16 thoughts on “How Minimalism has Improved Both My Book Collection and My Reading Experience

  1. I, too, have become more ruthless about keeping books. If I didn’t like it or I know I won’t read it again, I’m not going to keep it. I’m not a minimalist either, but I like the idea of only keeping the books I truly love.

    Liked by 1 person

  2. Quote: “My experience reading Ulysses by James Joyce was absolutely dreadful and I despise Robinson Crusoe by Daniel Defoe with a passion” SAAAAAAME!!! 😀

    Liked by 1 person

    • I wonder whose bright idea it was to define those titles as ‘literary classics’. Only a sadist would make them part of the literary canon, torturing generations of (English) literature students.


  3. Yeah I like the idea as well, even though I’m not a minimalist. And I think it’s good to declutter (even when it comes to books 😉 ) And yeah I think it’s good to be more critical of what books you own. And I also feel like this is a good way to make reading less stressful. Great post!

    Liked by 1 person

    • It goes to show that you don’t need to be a minimalist to apply some of the helpful aspects. It’s definitely a good way to make reading less stressful, which is definitely a good thing for a hobby especially. 🙂

      Liked by 1 person

  4. Hi! I love this post and couldn’t agree more. A while ago I had also decide to declutter my shelves for the same reason- I didn’t want to hold onto books that I didn’t particularly enjoy or want to read anymore. Also, I only had space for a small number of books in my apartment! I like the idea of only hanging onto books that bring us joy 🙂


    • Thank you! I’m glad to hear that it works for you as well! And yeah, if you don’t have a lot of room, you really have to be picky with what you’d like to keep, and it’s a shame to waste space on books you didn’t like. It’s definitely nice to have only books you love, though! ❤

      Liked by 1 person

      • Definitely 🙂 That’s the silver lining about having not much space – it really prevents you from letting things pile up!


  5. Wait, is The Count of Monte Cristo not … highly regarded??? WHY NOT???

    You make a lot of excellent points! I also try not to keep books I don’t plan on re-reading, though some that were especially meaningful (Love in the Time of Cholera, for example) get to stay anyway. I am also a person who tries to keep my tbr smallish, so I try to only add books that I *really* want to read.

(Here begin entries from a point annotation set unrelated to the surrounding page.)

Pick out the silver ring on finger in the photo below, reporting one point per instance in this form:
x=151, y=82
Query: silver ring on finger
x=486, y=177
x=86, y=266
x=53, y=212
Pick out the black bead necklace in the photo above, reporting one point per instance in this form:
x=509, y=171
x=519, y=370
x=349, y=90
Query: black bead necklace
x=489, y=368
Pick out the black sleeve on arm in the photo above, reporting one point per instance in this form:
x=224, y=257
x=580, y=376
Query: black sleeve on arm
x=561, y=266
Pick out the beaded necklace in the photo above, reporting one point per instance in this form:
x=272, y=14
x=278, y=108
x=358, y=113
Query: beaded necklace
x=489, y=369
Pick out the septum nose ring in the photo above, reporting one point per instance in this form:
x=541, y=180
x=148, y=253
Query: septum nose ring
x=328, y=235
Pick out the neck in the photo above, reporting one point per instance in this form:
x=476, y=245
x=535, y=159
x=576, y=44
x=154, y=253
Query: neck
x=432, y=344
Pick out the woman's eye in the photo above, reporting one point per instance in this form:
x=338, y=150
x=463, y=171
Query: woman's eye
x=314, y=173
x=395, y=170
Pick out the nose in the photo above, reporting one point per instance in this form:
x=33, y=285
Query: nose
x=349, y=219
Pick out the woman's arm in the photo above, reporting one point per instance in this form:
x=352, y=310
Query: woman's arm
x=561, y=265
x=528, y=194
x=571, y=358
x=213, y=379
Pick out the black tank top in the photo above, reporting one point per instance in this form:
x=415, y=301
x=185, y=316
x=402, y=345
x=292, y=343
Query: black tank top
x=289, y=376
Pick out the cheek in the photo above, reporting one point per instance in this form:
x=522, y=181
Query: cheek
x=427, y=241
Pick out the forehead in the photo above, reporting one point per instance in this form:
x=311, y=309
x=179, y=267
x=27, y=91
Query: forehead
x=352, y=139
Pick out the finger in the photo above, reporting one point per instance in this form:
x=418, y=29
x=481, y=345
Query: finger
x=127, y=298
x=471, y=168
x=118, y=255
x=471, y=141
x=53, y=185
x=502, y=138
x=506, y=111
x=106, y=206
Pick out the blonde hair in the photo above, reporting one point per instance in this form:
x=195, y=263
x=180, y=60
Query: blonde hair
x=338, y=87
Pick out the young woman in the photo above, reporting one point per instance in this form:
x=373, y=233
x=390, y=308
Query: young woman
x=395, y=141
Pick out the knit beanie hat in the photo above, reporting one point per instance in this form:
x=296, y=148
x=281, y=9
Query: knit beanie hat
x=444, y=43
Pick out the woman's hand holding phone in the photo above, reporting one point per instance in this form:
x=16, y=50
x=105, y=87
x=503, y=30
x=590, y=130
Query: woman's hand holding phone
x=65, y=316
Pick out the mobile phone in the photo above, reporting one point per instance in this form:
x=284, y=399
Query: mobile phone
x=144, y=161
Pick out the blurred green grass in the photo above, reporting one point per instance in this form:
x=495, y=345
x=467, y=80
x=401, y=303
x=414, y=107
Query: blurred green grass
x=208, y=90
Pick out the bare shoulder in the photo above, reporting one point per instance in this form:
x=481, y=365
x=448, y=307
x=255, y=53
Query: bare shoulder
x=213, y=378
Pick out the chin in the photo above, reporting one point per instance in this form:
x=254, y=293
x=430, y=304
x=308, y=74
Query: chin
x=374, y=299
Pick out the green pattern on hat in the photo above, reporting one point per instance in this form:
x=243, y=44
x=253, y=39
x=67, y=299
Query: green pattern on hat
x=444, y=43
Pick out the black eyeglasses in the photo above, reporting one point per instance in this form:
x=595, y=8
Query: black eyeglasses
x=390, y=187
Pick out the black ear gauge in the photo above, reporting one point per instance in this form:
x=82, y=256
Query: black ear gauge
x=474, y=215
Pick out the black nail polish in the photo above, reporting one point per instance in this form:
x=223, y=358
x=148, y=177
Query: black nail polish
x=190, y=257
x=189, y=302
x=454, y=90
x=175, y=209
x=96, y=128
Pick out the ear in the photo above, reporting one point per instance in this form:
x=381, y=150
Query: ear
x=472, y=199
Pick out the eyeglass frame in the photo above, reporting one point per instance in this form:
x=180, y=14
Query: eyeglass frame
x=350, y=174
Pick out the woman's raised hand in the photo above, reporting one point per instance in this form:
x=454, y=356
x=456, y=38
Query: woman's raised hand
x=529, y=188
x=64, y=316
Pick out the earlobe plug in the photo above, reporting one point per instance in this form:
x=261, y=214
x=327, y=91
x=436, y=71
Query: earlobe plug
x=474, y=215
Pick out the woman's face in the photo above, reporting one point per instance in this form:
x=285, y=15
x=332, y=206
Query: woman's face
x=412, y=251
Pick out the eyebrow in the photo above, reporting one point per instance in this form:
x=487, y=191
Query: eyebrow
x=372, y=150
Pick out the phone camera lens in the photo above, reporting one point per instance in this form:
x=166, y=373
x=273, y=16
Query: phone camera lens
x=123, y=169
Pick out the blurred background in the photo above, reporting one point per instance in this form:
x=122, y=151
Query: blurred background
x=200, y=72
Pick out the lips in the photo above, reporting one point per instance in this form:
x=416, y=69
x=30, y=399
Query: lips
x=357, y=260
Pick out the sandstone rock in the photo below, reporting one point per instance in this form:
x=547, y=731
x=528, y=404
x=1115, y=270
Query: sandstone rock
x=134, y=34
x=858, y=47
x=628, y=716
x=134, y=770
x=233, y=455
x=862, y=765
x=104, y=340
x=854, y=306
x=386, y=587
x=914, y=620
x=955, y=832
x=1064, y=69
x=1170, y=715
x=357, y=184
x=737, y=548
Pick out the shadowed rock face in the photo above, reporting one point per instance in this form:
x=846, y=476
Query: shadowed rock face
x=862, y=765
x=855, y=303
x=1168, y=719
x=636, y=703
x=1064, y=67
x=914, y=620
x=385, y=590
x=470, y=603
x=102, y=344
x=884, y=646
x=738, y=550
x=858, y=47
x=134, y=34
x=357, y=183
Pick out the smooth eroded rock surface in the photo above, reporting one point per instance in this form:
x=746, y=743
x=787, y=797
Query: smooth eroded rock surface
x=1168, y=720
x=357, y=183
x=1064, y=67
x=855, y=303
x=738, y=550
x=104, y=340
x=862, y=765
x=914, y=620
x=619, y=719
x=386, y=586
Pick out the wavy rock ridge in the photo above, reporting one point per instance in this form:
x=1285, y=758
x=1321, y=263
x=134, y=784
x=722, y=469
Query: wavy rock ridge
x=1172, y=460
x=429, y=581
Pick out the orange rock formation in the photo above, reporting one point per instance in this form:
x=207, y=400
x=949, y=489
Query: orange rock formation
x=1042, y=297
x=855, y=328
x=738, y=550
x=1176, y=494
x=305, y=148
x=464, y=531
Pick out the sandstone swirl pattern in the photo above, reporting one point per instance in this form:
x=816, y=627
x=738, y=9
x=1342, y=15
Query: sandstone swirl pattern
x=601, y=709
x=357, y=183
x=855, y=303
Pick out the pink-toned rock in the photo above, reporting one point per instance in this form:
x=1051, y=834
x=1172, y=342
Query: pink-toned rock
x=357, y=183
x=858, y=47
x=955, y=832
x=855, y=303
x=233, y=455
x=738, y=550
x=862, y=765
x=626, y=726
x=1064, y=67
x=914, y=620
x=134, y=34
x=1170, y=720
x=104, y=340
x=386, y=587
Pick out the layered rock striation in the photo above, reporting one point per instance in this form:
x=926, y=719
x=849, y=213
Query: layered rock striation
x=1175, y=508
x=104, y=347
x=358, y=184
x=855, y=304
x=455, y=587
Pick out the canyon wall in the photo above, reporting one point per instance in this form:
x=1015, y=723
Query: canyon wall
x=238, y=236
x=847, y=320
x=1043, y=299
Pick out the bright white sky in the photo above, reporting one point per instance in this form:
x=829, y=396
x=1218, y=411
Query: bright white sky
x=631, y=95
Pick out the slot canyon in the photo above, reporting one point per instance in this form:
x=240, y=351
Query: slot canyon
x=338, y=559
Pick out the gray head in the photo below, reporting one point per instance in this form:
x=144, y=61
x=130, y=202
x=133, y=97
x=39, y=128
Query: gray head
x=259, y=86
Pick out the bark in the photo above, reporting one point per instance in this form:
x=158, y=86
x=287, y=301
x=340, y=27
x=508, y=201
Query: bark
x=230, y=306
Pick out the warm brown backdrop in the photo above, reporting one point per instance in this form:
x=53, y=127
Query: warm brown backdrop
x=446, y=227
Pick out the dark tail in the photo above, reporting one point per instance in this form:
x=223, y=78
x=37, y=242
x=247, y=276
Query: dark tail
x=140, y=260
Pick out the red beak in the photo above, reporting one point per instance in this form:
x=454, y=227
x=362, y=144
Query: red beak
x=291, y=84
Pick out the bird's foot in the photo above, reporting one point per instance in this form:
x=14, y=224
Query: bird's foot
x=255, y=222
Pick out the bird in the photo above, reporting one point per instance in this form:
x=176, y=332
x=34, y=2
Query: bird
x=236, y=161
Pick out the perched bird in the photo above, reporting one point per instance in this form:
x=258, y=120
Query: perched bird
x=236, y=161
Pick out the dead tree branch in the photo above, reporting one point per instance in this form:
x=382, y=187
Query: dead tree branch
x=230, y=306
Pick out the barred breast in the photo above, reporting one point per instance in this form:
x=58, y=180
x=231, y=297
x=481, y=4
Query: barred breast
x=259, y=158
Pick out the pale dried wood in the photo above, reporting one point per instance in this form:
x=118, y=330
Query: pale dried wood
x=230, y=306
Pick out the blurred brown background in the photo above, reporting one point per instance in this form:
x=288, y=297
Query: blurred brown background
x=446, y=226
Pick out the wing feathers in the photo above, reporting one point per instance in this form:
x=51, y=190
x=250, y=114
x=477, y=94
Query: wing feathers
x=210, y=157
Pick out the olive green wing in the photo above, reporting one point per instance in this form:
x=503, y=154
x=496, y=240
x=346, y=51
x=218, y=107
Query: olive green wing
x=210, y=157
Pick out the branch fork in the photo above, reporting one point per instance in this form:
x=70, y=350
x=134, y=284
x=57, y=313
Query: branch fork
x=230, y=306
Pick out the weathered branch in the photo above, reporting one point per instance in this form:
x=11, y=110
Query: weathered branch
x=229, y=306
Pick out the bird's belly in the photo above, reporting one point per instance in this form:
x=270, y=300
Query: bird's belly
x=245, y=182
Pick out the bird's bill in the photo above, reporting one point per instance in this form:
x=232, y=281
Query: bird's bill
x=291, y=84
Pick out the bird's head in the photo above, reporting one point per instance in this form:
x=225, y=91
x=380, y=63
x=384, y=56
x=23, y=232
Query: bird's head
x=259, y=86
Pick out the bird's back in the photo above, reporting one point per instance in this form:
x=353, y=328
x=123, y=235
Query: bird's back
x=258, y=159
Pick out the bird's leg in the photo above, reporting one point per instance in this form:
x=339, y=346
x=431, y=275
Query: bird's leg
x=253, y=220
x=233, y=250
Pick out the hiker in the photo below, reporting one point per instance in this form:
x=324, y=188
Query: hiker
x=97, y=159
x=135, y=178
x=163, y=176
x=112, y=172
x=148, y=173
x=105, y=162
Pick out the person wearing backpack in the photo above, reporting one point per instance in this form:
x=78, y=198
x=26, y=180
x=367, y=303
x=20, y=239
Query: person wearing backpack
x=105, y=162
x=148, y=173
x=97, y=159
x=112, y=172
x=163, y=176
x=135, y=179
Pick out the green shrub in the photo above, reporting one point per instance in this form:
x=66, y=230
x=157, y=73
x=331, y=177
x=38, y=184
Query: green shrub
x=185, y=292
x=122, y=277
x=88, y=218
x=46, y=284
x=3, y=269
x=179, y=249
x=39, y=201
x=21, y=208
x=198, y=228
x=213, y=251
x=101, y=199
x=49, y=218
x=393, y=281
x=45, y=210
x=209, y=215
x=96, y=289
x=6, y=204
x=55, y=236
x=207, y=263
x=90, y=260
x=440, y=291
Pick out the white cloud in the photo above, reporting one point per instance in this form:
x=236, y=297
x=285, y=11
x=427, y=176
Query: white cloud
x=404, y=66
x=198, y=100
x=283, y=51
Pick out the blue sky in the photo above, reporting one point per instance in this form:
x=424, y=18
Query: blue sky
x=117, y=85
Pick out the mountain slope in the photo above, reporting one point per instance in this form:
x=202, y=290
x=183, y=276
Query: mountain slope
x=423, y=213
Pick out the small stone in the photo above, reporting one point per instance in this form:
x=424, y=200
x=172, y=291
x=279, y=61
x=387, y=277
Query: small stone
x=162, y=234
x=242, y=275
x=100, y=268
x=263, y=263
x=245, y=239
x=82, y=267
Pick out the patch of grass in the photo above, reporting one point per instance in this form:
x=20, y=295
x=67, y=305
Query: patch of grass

    I strongly suggest going to the library for your thrillers! Partly because you don’t have to spend money on them, but mostly because when you support the library you make it possible for them to offer more materials/programs for people who NEED them. 🙂

    Liked by 1 person

    • I did not mean to imply The Count of Monte Cristo is not highly regarded, sorry if I’ve worded it that way! Which wouldn’t be right, because The Count of Monte Cristo is amazing!

      I totally get what you mean about meaningful books staying, even though you might not read them again. But there are definitely a lot of books that I enjoyed, but won’t read again and won’t miss. And I agree with keeping the TBR small; I have some ways to go, still, but I also prefer a smaller TBR. 🙂

      And that’s a very good point about the library that I hadn’t considered! Thank you for pointing that out. 😀

      Liked by 1 person

      • I love the Count of Monte Cristo! It’s a classic that doesn’t get as much love as maybe it should. I will never understand why we study Dickens when the French romantics were writing so much more interesting novels.